03.30
Late last year, I was getting caught up on one of the Summer’s better anime titles: We Still Don’t Know the Name of the Flower we Saw that Day (or Ano Hana if you like fake Japanese shorthand). At 11 episodes total, I was able to plow through the episodes in less than a week. The series was about a group of estranged friends trying to get over their differences after the ghost of one of their other childhood friends comes back in hopes of fulfilling a wish in order to cross over. While the death of their friend left the rest of the cast with some obvious flaws character-wise, you were still able to care about each of them, having been shown what their friendship used to be like oh so many years ago.
Not true for We’ll Be Waiting that Summer.
We’ll Be Waiting that Summer (or Ano Natsu in fake Japanese shorthand) is a short 12-episode series about a group of teens, and shares the same director as Ano Hana. Sadly the list of similarities stops there.

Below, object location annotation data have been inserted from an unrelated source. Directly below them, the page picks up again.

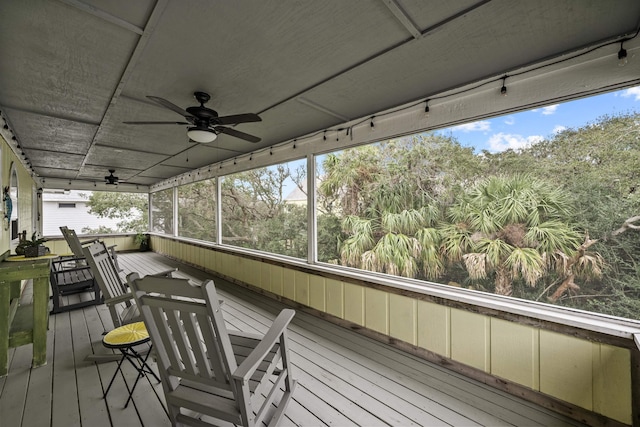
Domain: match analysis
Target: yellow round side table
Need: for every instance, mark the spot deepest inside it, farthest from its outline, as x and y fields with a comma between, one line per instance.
x=125, y=338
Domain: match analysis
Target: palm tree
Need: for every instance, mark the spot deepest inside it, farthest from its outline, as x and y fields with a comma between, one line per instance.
x=510, y=228
x=388, y=215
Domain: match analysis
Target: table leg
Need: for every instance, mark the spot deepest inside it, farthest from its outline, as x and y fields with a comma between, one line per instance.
x=40, y=320
x=4, y=328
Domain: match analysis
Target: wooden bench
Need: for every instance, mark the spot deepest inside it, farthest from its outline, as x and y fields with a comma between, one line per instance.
x=68, y=278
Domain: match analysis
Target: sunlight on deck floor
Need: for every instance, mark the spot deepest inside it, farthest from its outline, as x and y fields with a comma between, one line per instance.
x=344, y=378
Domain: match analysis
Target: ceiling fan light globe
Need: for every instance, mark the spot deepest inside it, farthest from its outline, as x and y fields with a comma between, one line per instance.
x=202, y=136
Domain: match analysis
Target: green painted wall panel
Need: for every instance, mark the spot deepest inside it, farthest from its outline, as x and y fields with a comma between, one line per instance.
x=514, y=353
x=276, y=279
x=566, y=368
x=470, y=339
x=433, y=331
x=611, y=382
x=376, y=315
x=335, y=297
x=354, y=303
x=302, y=287
x=317, y=293
x=403, y=318
x=289, y=284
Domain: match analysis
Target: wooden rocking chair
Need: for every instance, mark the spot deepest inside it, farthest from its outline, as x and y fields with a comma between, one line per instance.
x=114, y=286
x=77, y=246
x=207, y=371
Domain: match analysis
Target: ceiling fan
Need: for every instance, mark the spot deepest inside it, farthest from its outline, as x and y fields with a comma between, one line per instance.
x=205, y=122
x=111, y=179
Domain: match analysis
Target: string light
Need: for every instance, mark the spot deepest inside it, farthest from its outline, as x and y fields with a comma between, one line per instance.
x=622, y=56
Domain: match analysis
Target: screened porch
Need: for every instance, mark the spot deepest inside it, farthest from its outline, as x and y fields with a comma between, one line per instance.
x=344, y=378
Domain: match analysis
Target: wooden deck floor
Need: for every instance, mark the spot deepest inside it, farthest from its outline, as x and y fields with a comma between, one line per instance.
x=344, y=379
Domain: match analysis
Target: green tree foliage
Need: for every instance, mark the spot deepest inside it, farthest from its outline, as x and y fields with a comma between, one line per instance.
x=598, y=165
x=162, y=211
x=129, y=208
x=255, y=214
x=197, y=210
x=393, y=194
x=535, y=223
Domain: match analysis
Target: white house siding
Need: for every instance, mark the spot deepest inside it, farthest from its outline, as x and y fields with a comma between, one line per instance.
x=76, y=218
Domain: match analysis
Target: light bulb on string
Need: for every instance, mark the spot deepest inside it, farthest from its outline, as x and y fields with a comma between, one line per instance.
x=622, y=56
x=503, y=89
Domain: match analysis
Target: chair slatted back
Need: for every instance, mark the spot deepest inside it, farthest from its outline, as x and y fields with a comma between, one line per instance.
x=72, y=240
x=188, y=331
x=105, y=271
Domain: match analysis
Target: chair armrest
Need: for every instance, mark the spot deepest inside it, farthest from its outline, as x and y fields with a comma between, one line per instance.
x=66, y=270
x=166, y=273
x=67, y=259
x=88, y=242
x=120, y=298
x=250, y=335
x=251, y=363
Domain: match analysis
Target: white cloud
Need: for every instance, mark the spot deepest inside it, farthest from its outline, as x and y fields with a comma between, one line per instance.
x=504, y=141
x=558, y=129
x=548, y=110
x=481, y=126
x=634, y=91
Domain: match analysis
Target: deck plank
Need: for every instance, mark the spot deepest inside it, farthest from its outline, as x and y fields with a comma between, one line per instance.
x=37, y=408
x=64, y=407
x=343, y=378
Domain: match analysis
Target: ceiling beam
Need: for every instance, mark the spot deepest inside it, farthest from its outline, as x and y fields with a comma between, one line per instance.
x=92, y=10
x=403, y=17
x=153, y=20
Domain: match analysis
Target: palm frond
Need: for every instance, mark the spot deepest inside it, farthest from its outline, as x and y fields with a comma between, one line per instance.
x=526, y=263
x=476, y=265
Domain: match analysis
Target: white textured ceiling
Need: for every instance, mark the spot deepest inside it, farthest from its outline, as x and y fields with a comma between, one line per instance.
x=72, y=71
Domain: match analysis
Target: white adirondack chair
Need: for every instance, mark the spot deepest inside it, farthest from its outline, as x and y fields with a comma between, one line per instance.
x=207, y=371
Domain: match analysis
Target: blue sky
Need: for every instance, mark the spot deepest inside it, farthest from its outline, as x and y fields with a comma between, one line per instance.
x=528, y=127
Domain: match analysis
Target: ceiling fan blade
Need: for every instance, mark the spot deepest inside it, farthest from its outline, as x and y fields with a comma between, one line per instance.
x=169, y=105
x=237, y=118
x=156, y=123
x=237, y=134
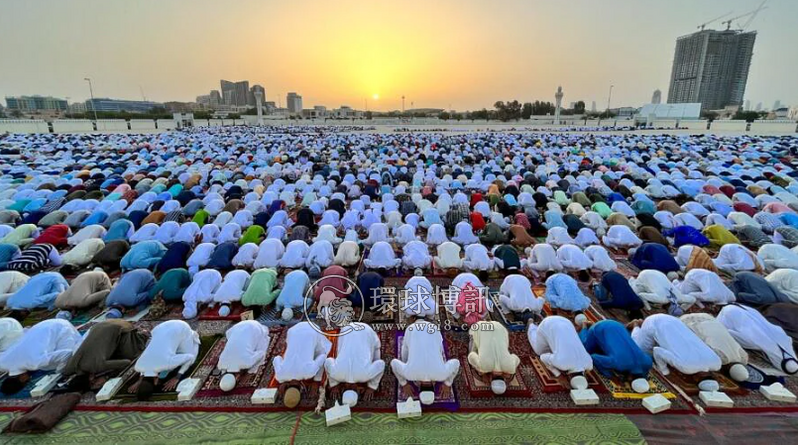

The main protagonist is Kaito, who essentially looks and acts exactly like Kensuke from Evangelion. For reasons initially not explained, he has an obsession with recording everything on an 8mm handheld camera. He’s out recording one day when, in a plot twist similar to that of a certain Abrams/Spielberg movie, he happens to be caught in the middle of an alien ship crash landing to Earth. He wakes up the next day at home with no recollection of the crash, and heads to school where he’s introduced to a foxy new transfer student. In an attempt to get closer to the student, Kaito’s friend asks some upperclassmen (new transfer student included) if they’d like to make a film with them over break.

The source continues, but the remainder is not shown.